New Original TV Program Development Will Slow in 2023 Due to Global Economic Slump

House of the Dragon
(Image credit: HBO)

This year will see the slowest growth in new TV content (excluding the Covid-driven slump of 2020) in more than a decade, according to Ampere Analysis, as the continuing global economic slump forces media companies and consumers to cut back on their spending. 

Ampere expects global content expenditure to increase by just 2% year-on-year—in stark contrast to 2022 during which global content spend is projected to have grown by 6% to $238 billion, driven primarily by subscription video-on-demand (SVoD) platforms. Despite some degree of caution in the second half of last year, SVoD services collectively spent over $26bn on original content in 2022.

Economic headwinds across the globe will put pressure on household spending and advertising investment, leading companies to implement cost-saving measures and reduce content expenditure, Ampere said. For instance, following Netflix’s first global decline in subscribers, the service announced it would plateau its investment in content during 2023.

(Image credit: Ampere)
(opens in new tab)

But the story isn’t uniform across media groups—some will continue to drive investment through 2023, while others will cut back. This year, Ampere says Disney and newly formed Warner Bros. Discovery will overtake Comcast and its subsidiaries to become the leading investors in original content—Disney reaching $10.5bn and Warner Bros. Discovery exceeding $9.5bn. Netflix will continue to lead dedicated SVoD spend, contributing over 25% of global SVoD original content investment.
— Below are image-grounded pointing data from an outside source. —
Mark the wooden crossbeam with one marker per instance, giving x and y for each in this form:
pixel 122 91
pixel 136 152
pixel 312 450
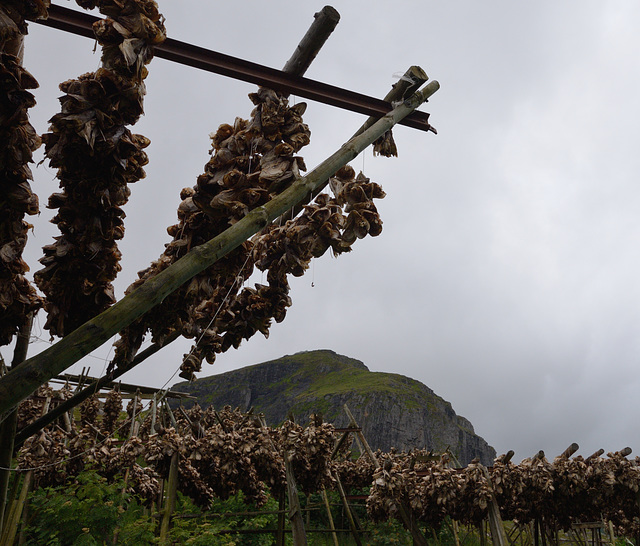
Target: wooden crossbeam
pixel 80 23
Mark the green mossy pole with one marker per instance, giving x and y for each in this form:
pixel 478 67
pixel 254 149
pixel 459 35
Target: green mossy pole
pixel 22 381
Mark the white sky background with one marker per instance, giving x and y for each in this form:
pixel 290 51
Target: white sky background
pixel 506 277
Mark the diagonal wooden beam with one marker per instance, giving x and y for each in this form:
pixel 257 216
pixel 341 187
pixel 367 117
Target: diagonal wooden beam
pixel 21 381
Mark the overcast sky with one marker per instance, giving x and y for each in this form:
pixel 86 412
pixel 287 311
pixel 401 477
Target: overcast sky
pixel 507 274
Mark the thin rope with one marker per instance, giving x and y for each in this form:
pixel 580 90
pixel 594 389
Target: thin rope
pixel 238 277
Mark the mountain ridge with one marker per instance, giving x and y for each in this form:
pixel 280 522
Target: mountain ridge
pixel 393 410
Content investment by commercial and public broadcasters continues to linger below pre-pandemic levels, driven by declines in broadcast TV advertising revenue stemming from wider economic weakness and the ongoing shift of audiences to streaming platforms, the researcher said. In 2023, commercial broadcasters are expected to face a 3% decline in content investment.

“SVoD services will still see an increase in total content investment in 2023 but a lesser 8% year-on-year growth compared to 25% in 2022, said Hannah Walsh, research manager at Ampere Analysis. “Services will continue to focus on original content to compete in a crowded, cost-sensitive market, but we are already seeing a shift in content commissioning to incorporate a greater volume of cheaper unscripted formats.”